I honestly don't know much about it yet - let me check. Another possibility is esprima. Before choosing, do you think that a switch from acorn is necessary?
do you think that a switch from acorn is necessary?
Not sure, too. But I think it will be better, because it has support for everything out of the box, without specifying some options. All of them are the same, the question is which is faster. I will do some benchmarks and if babylon is faster than acorn, i'll switch to it.
Another thing is that we can introduce parser option, noted in #23
It seems it can parse async/await functions even with ecmaVersion: 2017. With parser behind Babel, will be able to have better support for everything and somehow I believe it can be faster.
Supporting two parsers sounds like adding ballast that could backfire in the long term, especially if minor differences in the output leak through the abstraction. How well will you be able to unify the return value?
Aren't they unified through the ESTree spec? Babylon has a few notes on deviations from the spec as well.
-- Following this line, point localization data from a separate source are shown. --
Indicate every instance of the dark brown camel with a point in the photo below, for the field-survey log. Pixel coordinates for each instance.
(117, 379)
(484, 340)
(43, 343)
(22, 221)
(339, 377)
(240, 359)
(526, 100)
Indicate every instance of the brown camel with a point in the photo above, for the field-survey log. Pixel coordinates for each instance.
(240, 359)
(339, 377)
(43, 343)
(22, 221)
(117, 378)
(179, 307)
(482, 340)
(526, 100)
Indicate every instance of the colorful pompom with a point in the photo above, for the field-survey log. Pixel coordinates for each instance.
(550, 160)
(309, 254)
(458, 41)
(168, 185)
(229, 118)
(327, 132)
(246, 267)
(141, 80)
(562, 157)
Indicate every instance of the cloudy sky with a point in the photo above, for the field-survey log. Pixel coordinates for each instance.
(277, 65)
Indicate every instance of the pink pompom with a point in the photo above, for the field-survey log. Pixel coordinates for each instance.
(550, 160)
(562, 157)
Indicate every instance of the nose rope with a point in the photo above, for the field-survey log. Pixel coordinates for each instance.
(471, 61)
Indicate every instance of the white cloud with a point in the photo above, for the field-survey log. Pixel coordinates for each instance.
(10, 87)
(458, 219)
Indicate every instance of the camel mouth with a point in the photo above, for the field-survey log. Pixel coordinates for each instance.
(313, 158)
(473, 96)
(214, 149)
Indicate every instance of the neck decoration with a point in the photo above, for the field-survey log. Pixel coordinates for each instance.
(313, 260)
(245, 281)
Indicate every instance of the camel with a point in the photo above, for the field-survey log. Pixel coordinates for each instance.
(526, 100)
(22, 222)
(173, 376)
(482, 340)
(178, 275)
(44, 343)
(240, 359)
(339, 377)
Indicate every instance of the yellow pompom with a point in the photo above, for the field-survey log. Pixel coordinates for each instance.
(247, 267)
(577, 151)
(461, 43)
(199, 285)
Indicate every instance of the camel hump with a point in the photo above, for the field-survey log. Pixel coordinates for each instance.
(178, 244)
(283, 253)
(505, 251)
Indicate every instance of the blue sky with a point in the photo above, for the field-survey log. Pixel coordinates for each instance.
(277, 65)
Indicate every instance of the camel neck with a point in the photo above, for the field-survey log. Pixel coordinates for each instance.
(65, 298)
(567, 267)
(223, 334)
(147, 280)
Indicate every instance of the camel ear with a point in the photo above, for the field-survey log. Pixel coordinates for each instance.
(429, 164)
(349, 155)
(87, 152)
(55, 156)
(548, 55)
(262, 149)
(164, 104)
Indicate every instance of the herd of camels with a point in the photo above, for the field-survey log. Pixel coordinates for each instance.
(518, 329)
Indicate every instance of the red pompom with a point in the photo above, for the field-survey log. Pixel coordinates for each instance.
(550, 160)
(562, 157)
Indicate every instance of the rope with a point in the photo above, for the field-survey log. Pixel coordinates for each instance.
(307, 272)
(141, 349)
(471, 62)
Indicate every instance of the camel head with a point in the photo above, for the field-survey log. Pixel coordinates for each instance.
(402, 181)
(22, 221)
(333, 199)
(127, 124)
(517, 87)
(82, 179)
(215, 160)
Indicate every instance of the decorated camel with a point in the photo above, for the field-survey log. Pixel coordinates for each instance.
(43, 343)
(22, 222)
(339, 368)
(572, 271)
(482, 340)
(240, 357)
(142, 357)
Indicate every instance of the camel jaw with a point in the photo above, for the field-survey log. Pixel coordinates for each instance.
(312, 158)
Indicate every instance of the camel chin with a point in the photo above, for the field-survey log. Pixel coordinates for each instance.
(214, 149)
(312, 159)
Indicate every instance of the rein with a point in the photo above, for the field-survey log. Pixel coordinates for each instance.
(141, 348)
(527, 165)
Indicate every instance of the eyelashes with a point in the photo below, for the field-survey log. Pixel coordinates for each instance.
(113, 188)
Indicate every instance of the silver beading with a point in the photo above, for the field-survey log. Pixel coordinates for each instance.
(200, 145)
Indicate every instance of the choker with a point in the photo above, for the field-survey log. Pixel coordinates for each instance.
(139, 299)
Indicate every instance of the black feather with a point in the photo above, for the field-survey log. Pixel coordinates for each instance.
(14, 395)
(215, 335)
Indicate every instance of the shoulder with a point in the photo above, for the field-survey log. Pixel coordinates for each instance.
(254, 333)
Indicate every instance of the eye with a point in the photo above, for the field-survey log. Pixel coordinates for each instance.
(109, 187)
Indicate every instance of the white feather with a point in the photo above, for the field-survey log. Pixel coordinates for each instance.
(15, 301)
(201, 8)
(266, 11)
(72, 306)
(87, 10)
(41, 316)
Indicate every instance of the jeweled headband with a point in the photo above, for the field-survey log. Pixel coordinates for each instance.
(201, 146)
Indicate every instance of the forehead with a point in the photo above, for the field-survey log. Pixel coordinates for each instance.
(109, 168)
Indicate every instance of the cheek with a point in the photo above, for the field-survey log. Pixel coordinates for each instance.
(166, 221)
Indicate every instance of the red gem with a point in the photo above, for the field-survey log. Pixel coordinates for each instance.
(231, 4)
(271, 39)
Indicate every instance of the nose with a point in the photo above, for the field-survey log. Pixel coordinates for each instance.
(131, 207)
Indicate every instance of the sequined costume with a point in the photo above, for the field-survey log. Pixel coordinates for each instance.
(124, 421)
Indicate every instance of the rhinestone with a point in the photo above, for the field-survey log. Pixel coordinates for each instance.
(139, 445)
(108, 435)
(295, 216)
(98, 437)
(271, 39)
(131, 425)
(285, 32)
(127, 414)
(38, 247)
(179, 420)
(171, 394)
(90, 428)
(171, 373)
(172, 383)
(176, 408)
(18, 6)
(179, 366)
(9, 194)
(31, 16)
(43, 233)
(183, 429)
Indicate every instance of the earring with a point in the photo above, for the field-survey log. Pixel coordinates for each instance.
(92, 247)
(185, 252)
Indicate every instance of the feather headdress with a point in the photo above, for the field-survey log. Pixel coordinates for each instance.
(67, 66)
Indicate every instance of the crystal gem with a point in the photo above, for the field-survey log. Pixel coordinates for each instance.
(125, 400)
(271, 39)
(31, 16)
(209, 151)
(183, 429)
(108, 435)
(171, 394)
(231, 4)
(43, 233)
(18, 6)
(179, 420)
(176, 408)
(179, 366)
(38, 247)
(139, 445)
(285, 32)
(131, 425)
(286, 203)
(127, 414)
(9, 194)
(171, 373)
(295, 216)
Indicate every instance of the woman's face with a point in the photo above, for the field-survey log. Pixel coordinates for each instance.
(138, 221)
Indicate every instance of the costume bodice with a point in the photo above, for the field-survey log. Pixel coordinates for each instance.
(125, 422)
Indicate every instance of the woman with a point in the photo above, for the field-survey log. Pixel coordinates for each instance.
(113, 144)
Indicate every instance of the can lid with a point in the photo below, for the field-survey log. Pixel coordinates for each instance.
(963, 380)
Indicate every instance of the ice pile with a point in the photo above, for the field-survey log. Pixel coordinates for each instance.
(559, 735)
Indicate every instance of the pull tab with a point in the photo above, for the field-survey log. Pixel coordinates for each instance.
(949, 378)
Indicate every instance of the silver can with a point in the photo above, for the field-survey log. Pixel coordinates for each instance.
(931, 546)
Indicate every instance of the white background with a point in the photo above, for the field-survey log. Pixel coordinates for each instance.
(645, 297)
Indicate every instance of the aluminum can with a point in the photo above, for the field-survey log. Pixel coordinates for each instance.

I've created a few estree-* modules that do operations over those nodes. I haven't tested much with acorn or babylon to be honest, but I would assume you'd be fine because people from both projects collaborate in that ESTree organization.
It works with espree too :) I'm just going to push the benchmarks and updated tests.
v3 was just published and it looks fantastic to me :) Tests are passing for all kind of parsers - acorn, babylon and espree. Benchmarks of v3 are almost the same as v2.3.2.
I'll close this one, let me know if there's more to do.